Greenland is melting at a record pace and the Amazon is burning, Univision anchor Jorge Ramos claimed during the Democrat debate Thursday night in Houston, Texas.
Ramos prefaced a question directed to former Rep. Robert Francis “Beto” O’Rourke (D-TX) by stating, “Congressman O’Rourke, Hurricane Harvey hit this town two years ago and not only is the Amazon burning, Greenland is melting at a record pace.”
We can ask, IF Greenland were to continue losing ice mass at a rate of 103 billion tonnes per year, how long would it take to melt say half of the ice sheet? Not all of it, mind you, but half of it. (Note that I am NOT saying that extending a current trend is a way to estimate the future evolution of the ice sheet—I’m merely using it as a way to compare large numbers.)
To answer our question if 103 billion tonnes lost per year is a big number, we have to compare the annual ice mass loss to the amount of ice in the Greenland ice sheet. The Greenland ice sheet contains about 2.6E+15 (2,600,000,000,000,000) tonnes of water in the form of snow and ice.
So IF the Greenland ice sheet were to lose 103 billion tonnes per year into the indefinite future, it would take about twelve thousand five hundred years to lose half of it …
On August 26, Forbes contributor Michael Shellenberger wrote that the hysteria surrounding the fires in the Amazon was actually misinformation.
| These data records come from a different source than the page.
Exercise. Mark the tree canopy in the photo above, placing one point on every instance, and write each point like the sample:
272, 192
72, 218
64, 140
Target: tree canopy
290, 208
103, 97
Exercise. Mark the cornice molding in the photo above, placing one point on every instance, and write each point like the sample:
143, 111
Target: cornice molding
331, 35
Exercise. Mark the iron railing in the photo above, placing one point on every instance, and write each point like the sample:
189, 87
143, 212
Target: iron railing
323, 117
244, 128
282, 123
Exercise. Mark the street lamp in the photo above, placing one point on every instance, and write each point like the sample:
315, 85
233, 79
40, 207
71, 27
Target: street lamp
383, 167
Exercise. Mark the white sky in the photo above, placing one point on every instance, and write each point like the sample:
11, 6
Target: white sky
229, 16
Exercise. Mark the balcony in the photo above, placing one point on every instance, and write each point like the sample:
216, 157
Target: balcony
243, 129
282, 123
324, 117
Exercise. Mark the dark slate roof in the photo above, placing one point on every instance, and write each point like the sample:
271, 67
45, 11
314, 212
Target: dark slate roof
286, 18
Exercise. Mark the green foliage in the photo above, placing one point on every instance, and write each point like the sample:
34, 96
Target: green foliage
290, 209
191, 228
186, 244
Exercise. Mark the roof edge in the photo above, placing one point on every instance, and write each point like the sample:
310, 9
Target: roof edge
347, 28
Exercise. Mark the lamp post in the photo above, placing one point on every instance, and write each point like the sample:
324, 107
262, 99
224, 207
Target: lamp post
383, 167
Shellenberger also noted that Dan Nepstad, one of the world’s leading Amazon forest experts, told him the claim that the Amazon is the “lungs of the earth” was also not true.
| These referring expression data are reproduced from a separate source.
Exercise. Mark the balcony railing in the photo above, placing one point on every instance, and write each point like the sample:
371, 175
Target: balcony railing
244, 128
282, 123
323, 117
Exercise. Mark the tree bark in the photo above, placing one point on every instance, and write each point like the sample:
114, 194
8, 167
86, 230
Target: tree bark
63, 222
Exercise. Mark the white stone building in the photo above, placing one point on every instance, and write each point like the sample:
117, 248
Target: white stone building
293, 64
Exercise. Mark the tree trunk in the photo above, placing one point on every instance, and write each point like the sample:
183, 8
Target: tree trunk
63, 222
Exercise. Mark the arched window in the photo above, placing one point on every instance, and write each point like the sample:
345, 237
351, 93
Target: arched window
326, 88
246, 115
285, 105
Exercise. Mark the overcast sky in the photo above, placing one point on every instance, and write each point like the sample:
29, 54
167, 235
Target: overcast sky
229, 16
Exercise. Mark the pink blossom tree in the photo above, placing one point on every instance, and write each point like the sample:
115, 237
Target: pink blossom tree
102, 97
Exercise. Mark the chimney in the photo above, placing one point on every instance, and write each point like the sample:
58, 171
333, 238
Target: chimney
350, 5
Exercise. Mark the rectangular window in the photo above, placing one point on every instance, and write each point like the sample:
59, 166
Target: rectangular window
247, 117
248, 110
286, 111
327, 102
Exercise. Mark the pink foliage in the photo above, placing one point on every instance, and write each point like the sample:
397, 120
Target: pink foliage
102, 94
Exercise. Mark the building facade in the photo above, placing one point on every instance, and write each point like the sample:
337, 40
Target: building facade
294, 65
“There’s no science behind that. The Amazon produces a lot of oxygen but it uses the same amount of oxygen through respiration so it’s a wash,” Nepstad said.
Shellenberger also noted that the deforestation of the Amazon declined “a whopping 70 percent from 2004 to 2012” and that recent increases are still at “one-quarter of its 2004 peak.”
Photos of the forest fires that were shared on social media by celebrities were not actually pictures of the Amazon, according to Shellenberger.
“The photo Ronaldo shared was taken in southern Brazil, far from the Amazon, in 2013,” he wrote. “The photo that DiCaprio and Macron shared is over 20 years old. The photo Madonna and Smith shared is over 30. Some celebrities shared photos from Montana, India, and Sweden.”